Lorsqu’il établit l’existence d’un primat du phallus pour les deux sexes (la fille comme le garçon ne connaissent qu’un seul organe génital, l’organe mâle, et tout individu qui en est dépourvu leur apparaît comme châtré), Freud insiste sur le fait qu’on ne peut apprécier à sa juste valeur la signification du complexe de castration qu’à la condition de faire entrer en ligne de compte sa survenue à la phase de primat du phallus. Deux conséquences découlent de cette affirmation.

La première est que les expériences préalables de  perte, celle du sein, celle des fèces, dans lesquelles des psychanalystes avaient voulu voir autant de castrations, n’en sont pas, puisqu’on ne devrait parler de complexe de castration qu’à partir du moment où cette représentation d’une perte s’est reliée à l’organe génital masculin. On peut penser que les expériences préalables de perte n’ont pas la même signification que la castration, car elles ont lieu dans le cadre de la relation duelle mère-enfant, tandis que la castration est précisément ce qui met fin, chez les deux sexes, à cette relation comme en témoigne le fait que l’enfant attribue toujours au père la castration.

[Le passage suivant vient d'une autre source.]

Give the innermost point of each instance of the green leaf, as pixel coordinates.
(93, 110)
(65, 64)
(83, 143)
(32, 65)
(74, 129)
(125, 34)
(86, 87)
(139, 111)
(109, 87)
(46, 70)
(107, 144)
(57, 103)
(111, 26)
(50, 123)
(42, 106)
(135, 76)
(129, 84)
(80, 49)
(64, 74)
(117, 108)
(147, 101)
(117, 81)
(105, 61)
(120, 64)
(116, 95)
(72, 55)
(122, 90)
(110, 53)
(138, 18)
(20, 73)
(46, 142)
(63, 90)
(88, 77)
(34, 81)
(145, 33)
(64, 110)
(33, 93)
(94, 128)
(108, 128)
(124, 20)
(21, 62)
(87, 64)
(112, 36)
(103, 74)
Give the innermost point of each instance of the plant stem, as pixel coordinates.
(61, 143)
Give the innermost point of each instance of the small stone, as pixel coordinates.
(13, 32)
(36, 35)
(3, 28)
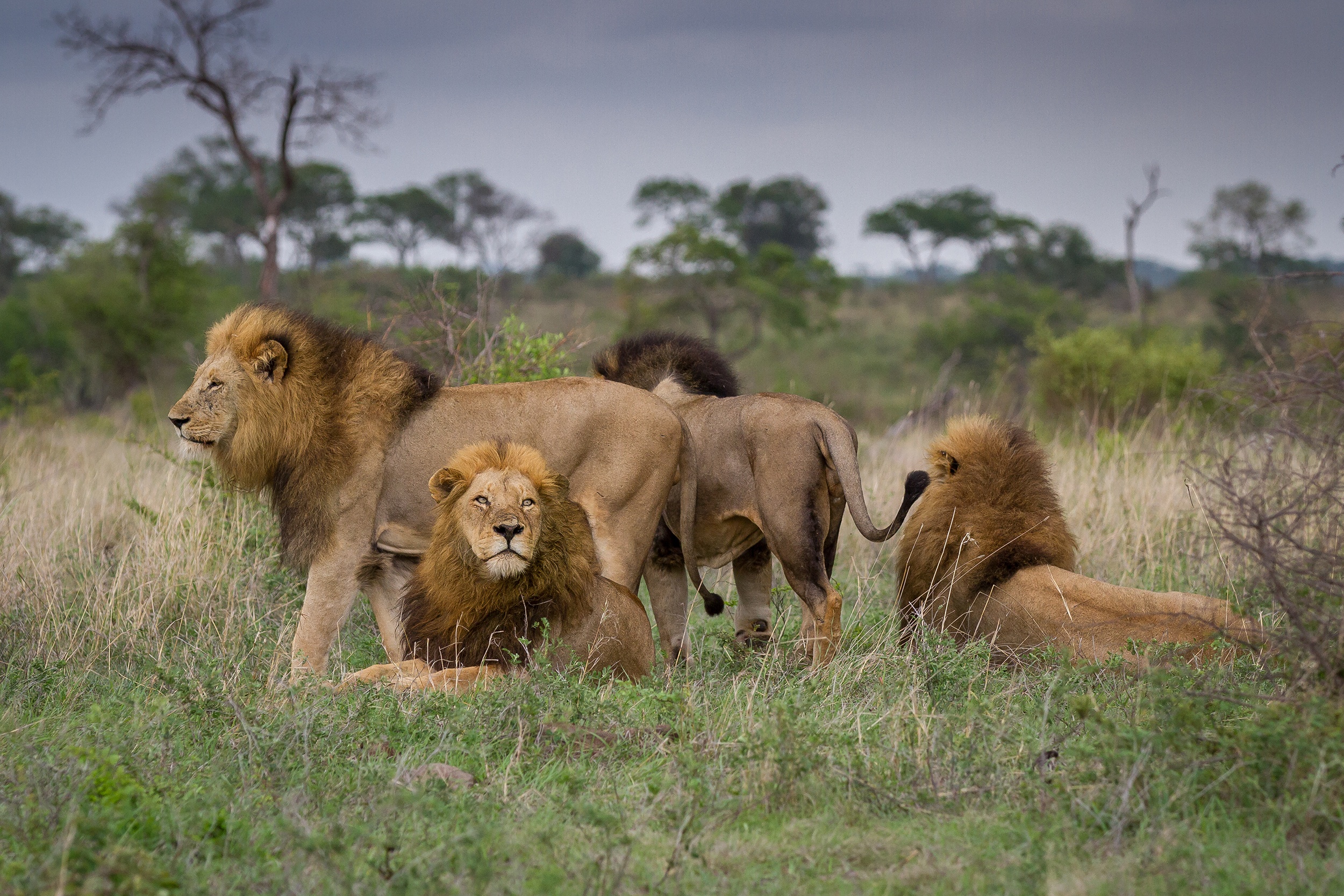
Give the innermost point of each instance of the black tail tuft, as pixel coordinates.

La seconde est que le complexe de castration concerne tout autant la femme que l’homme. Le clitoris de la fille se comporte d’abord tout à fait comme un pénis. Mais, chez elle, la vue de l’organe de l’autre sexe déclenche immédiatement le complexe. Dès qu’elle aperçoit l’organe masculin, elle se tient pour victime d’une castration. Elle se considère d’abord comme une victime isolée, puis étend progressivement ce malheur aux autres enfants et enfin aux adultes de son sexe, qui lui apparaît ainsi dévalorisé. La forme d’expression que prend chez elle le complexe est l’envie du pénis : d’emblée elle a jugé et décidé, elle a vu cela, sait qu’elle ne l’a pas et veut l’avoir.

L’envie du pénis peut subsister comme envie d’être dotée d’un pénis, mais l’évolution normale est celle où elle trouve son équivalent symbolique dans le désir d’avoir un enfant, ce qui conduit la fille à choisir le père comme objet d’amour. Le complexe de castration exerce donc une fonction normalisante en faisant entrer la fille dans l’œdipe et par là en l’orientant vers l’hétérosexualité. Alors que se passe-t-il quand l’évolution n’existe pas ?

Freud cependant met aussi l’accent sur les conséquences pathologiques du complexe de castration. Chez la femme, l’envie du pénis peut persister indéfiniment dans l’inconscient et être facteur de jalousie et de dépression : ce fait va la pousser à ne pas désirer l’homme mais singer ce dernier à travers des pratiques sexuelles avec un même sexe qu’elle. Chez l’homme, c’est l’angoisse de castration qui constitue souvent la limite du travail analytique : toute attitude passive à l’égard du père, et en général de l’homme, garde la signification de la castration et déclenche une révolte, mais la révolte, comportant imaginairement la même sanction, ne trouve aucun aboutissement et l’homme reste dépendant dans la vie sociale. Sa façon d’exprimer cette révolte serait de montrer à un semblable sa virilité sexuelle.